Prop R passes: What does it mean for KHS?

Robinson+Elementarys+welcome+sign+read+Thank+you+to+our+community+for+passing+Prop+R+this+week.

Anna Newland

Robinson Elementary’s welcome sign read “Thank you to our community for passing Prop R” this week.

Prop R passed with 68% of the vote on April 6, 2021. The passing of the ballot initiative sets in motion a chain of events to upgrade KSD’s schools, but what are the specifics, and what do they mean for KHS students? 

Prop R begins several projects, all of which are planned to be completed in 18-24 months. The first change KHS students will notice is a new welcome center and safety office. The welcome center is scheduled to be constructed near the Dougherty Ferry lot, close to the KHS baseball fields. A new safety office is being built on the Essex side, adjacent to the South Journalism building. The current main office will be used for grade-level offices, classrooms or a mix of both. These new buildings are designed to funnel visitors to a checkpoint before entering campus according to Stephanie Schmidt, chair of the Kirkwood Yes for R committee, which is the group responsible for getting Prop R passed. 

“With the world that we live in, we need [the main office] where whoever wants to can’t just walk into the heart of campus.” Schmidt said. “Right now you just walk through the middle of the campus [to get to the main office.]”

Kirkwood’s fire marshal inspects buildings and lets the users know when overcrowding becomes a concern in case of fire. According to student enrollment numbers and fire marshal Dennis Fischer’s occupancy limit, KHS’s student population is currently a fire concern. 

With the world that we live in, we need [the main office] where whoever wants to can’t just walk into the heart of campus.”

— Stephanie Schmidt

“Kirkwood High School is currently operating at 101% capacity,” Schmidt said. “If your population goes up [and] your space doesn’t also grow, you have to keep putting more kids into the classrooms that you have.” 

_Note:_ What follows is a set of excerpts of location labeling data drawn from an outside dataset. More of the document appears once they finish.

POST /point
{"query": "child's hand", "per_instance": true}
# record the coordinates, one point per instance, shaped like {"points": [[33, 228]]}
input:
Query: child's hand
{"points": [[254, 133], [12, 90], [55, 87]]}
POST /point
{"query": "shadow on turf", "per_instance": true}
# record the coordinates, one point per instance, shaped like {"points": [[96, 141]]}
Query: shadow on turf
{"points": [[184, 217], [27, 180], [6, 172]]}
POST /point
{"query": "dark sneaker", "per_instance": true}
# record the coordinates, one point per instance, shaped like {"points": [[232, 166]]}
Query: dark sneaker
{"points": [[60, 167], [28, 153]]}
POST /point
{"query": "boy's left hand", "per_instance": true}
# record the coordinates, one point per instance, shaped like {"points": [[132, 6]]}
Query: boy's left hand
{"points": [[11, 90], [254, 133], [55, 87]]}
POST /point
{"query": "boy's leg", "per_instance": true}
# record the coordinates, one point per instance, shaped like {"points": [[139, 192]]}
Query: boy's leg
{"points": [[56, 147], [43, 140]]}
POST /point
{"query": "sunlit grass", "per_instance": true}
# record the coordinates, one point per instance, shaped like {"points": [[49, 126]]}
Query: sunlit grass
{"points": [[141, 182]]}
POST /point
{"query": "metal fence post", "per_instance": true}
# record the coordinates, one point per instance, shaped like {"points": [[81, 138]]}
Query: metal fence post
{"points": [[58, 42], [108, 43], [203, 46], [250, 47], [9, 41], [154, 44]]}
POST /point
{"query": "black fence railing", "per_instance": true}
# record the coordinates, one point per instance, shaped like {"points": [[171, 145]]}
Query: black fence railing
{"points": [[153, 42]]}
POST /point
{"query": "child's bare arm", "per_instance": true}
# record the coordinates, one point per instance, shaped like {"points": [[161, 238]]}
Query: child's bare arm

To solve this problem, Prop R adds fifteen new classrooms to the KHS campus. Dr. Mike Havener, KHS principal, said he makes encouraging students to try new things a priority. Having them turned away from classes they might enjoy is hard, but he hopes Prop R can make this less common.

 “It’s pretty difficult to say ‘do this, but not this year,’” Havener said. “I think we’re going to meet the needs of a lot of kids now [with the new classrooms].”

With these improvements, projected capacity stands at 87% in the 2025-26 school year, according to the Kirkwood Yes for R committee’s website. These classrooms will be designed to accommodate the large overflow of more than 80 kids that comes every year when students apply for FACS and Engineering/Technology courses.

Ben Willis, freshman, said that he loves Intro to Engineering and Design, his first engineering course. Willis also said he plans on becoming an aerospace engineer as an adult. 

I think we’re going to meet the needs of a lot of kids now [with the new classrooms].”

— Michael Havener

“It’d be great to know that I have a [greater] chance at becoming what I want to be,”  Willis said. 

Prop R also includes funding for enclosing KHS’s classroom buildings. Schmidt and Havener both hope enclosing connection corridors will make it harder for an intruder to enter the building because there would be less places to enter the building.

“Open campus building for high schools isn’t considered best practice anymore because of school shootings,” Schmidt said. “We need a campus that’s safer.” 

According to KSD, students can expect more abundant and higher quality security cameras on campus. Outdoor lighting will appear around the perimeter of the school in an attempt to make navigating campus at night easier.

“I don’t want to make a false promise here,” Havener said. “Cameras don’t stop things from happening. It helps us to see and monitor what’s going on.”

Open campus building for high schools isn’t considered best practice anymore because of school shootings.”

— Stephanie Schmidt

Havener emphasized the need for upgraded cameras as a way to understand what happened in situations like the racial graffiti crime, where three people entered the campus and used spray paint to vandalize KHS, NKMS and Nipher walls with markings that included racial slurs. Finally, students and teachers alike may enjoy the new air-conditioning and heating units.

“What Prop R does in the largest sense is preserves the Kirkwood tradition of excellence,” Schmidt said. “High school students showed up and threw themselves into the work [to campaign for Prop R], and I think what is really the most moving about that is that most of you won’t get as much of a benefit as, say, a preschooler. There’s a great saying that says ‘wise men build trees in whose shade they know they will never sit,’ and I really felt that [in] the high school students.”